The Science of Early Childhood

This page on the Center for the Developing Child at Harvard Web site provides excellent written and visual information that explains and shows how the architecture of the brain develops, the importance ofserve and return relationships for healthy development and the impact of trauma and toxic stress on brain development.

The Child Trauma Academy

The Child Trauma Academy, a not-for-profit organization based in Houston, Texas, is a collaborative of individuals and organizations working to improve the lives of high-risk children through direct service, research, and education.

(Video) The Science Behind TRAUMA Explained! | Russell Brand & Dr. Tom Boyce

The Dana Foundation

The Dana Foundation supports brain research through grants and educates the public about the successes and potential of brain research. Dana produces free written and on-line publications.

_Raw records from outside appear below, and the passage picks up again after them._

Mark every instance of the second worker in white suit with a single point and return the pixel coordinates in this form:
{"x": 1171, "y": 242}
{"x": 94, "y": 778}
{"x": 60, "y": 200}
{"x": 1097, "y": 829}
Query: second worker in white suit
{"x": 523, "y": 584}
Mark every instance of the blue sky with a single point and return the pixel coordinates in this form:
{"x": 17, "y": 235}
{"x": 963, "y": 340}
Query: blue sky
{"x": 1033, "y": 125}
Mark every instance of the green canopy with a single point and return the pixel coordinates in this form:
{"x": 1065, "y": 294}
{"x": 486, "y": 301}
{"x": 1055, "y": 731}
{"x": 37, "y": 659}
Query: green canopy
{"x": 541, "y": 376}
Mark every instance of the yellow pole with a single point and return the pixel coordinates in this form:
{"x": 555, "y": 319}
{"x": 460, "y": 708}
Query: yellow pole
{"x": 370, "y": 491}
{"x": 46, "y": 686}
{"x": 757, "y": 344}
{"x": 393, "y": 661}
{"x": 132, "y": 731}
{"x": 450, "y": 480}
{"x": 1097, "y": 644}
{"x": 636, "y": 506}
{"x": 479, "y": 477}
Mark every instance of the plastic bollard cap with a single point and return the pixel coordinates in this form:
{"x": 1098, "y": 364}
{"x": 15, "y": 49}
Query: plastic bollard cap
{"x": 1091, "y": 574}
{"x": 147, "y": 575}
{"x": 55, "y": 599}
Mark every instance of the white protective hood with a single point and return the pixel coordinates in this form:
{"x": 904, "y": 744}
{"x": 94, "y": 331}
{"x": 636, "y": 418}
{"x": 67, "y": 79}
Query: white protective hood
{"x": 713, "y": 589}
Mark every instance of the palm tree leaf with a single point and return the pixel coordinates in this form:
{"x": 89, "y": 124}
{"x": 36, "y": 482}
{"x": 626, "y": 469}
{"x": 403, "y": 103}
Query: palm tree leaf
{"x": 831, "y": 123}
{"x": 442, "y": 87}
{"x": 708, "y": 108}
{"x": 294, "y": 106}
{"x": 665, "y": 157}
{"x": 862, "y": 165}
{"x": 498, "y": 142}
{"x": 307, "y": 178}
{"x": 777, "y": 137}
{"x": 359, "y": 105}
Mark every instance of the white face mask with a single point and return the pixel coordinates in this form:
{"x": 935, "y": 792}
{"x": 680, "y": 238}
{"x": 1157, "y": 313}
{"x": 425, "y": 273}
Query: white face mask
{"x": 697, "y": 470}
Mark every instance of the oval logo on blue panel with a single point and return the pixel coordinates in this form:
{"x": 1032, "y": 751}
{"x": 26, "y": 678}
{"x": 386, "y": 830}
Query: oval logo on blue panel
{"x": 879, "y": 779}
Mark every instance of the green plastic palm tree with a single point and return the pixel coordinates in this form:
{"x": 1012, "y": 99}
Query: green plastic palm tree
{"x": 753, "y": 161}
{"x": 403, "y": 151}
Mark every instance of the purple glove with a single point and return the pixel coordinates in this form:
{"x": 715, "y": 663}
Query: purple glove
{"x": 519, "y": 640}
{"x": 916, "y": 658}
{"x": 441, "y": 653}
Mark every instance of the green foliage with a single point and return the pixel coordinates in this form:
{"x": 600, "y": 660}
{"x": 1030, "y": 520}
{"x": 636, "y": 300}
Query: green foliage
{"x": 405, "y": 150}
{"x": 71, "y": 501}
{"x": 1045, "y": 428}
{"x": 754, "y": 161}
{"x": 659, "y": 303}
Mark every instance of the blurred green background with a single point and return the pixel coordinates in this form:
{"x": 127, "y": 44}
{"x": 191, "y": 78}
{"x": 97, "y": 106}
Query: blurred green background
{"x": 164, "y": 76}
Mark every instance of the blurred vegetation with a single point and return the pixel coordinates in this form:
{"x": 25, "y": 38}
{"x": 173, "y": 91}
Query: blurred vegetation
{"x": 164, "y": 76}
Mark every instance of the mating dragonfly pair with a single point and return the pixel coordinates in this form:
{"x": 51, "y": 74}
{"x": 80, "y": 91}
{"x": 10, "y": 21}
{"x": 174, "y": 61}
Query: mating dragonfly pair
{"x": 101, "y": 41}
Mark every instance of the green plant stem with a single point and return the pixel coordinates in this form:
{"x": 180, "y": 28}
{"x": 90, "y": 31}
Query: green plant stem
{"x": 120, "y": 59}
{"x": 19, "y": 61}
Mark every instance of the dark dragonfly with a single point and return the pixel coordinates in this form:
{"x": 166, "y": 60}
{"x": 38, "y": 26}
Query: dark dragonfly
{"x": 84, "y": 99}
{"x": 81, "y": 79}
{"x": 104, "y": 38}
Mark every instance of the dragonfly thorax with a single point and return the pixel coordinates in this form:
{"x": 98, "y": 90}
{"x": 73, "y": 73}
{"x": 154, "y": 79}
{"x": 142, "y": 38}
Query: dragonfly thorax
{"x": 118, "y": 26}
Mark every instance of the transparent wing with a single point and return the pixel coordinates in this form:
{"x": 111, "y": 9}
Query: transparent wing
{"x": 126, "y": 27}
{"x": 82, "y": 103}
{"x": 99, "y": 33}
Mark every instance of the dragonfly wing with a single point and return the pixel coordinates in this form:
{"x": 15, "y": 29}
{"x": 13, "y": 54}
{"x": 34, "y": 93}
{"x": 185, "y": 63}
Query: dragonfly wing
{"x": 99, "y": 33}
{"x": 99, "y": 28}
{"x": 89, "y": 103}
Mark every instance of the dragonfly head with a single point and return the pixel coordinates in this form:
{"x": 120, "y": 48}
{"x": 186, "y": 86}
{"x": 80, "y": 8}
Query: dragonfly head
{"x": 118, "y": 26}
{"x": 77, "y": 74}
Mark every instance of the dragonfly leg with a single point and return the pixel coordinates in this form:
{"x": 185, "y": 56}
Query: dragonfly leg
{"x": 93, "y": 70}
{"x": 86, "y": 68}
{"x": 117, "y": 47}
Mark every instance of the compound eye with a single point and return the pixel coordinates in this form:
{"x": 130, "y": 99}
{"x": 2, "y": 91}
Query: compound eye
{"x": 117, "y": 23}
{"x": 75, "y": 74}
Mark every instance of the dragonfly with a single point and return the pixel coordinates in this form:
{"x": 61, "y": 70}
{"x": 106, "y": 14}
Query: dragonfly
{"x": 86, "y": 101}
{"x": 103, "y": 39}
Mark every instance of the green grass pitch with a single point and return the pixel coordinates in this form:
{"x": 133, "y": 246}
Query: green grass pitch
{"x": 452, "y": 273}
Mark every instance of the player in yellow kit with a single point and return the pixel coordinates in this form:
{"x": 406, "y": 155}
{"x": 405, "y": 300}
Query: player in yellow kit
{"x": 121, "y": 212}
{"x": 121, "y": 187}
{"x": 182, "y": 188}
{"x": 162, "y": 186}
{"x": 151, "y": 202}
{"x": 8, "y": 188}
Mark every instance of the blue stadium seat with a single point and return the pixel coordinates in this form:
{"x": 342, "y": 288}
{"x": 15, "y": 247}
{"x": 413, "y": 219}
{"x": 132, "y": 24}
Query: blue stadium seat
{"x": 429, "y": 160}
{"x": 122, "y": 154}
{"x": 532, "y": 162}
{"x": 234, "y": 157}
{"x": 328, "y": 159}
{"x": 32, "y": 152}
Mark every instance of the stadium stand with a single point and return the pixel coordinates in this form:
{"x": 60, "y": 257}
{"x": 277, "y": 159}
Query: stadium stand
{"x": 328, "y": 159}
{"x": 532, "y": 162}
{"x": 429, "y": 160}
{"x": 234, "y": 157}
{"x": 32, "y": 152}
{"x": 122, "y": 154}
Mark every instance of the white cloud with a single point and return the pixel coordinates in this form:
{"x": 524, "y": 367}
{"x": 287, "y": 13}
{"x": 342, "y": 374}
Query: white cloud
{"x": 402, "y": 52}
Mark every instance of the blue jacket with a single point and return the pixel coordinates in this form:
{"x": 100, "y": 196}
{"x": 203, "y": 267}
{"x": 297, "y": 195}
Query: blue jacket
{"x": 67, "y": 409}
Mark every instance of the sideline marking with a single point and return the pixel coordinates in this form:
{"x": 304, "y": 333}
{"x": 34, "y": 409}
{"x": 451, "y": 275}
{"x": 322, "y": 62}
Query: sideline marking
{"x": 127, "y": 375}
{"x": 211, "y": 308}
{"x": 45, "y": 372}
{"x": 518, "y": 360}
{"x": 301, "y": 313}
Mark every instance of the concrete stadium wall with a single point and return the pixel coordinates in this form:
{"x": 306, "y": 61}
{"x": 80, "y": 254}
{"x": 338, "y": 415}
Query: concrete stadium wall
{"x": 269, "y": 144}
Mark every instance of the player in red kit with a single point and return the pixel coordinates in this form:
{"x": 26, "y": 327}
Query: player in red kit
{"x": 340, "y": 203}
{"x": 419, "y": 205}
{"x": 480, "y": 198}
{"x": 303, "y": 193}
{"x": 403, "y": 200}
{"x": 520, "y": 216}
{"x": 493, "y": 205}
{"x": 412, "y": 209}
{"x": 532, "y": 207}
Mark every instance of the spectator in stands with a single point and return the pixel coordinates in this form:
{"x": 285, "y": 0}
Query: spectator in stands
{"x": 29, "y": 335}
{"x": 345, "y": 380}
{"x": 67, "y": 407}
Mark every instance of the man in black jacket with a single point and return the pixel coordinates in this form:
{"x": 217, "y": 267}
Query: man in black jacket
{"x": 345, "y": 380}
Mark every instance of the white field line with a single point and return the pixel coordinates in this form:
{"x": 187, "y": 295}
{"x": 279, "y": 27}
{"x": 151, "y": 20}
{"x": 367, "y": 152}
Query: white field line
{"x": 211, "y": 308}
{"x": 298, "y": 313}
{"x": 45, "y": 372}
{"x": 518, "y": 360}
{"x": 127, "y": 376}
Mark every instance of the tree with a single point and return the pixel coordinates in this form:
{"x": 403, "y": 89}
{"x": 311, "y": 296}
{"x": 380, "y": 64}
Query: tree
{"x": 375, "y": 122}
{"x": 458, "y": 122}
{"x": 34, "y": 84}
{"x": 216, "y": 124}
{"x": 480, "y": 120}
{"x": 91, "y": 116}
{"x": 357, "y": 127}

(Video) What is trauma? The author of “The Body Keeps the Score” explains | Bessel van der Kolk | Big Think


1. InBrief: The Science of Resilience
(Center on the Developing Child at Harvard University)
2. The Connection Between Trauma and Chronic Pain | Pain Science Physical Therapy
(Pain Science Physical Therapy)
3. The psychology of post-traumatic stress disorder - Joelle Rabow Maletis
4. How childhood trauma affects health across a lifetime | Nadine Burke Harris
5. The Science Behind Trauma
(Dr S)
6. Erasing Fears & Traumas Based on the Modern Neuroscience of Fear | Huberman Lab Podcast #49
(Andrew Huberman)
Top Articles
Latest Posts
Article information

Author: Golda Nolan II

Last Updated: 04/15/2023

Views: 5381

Rating: 4.8 / 5 (78 voted)

Reviews: 93% of readers found this page helpful

Author information

Name: Golda Nolan II

Birthday: 1998-05-14

Address: Suite 369 9754 Roberts Pines, West Benitaburgh, NM 69180-7958

Phone: +522993866487

Job: Sales Executive

Hobby: Worldbuilding, Shopping, Quilting, Cooking, Homebrewing, Leather crafting, Pet

Introduction: My name is Golda Nolan II, I am a thoughtful, clever, cute, jolly, brave, powerful, splendid person who loves writing and wants to share my knowledge and understanding with you.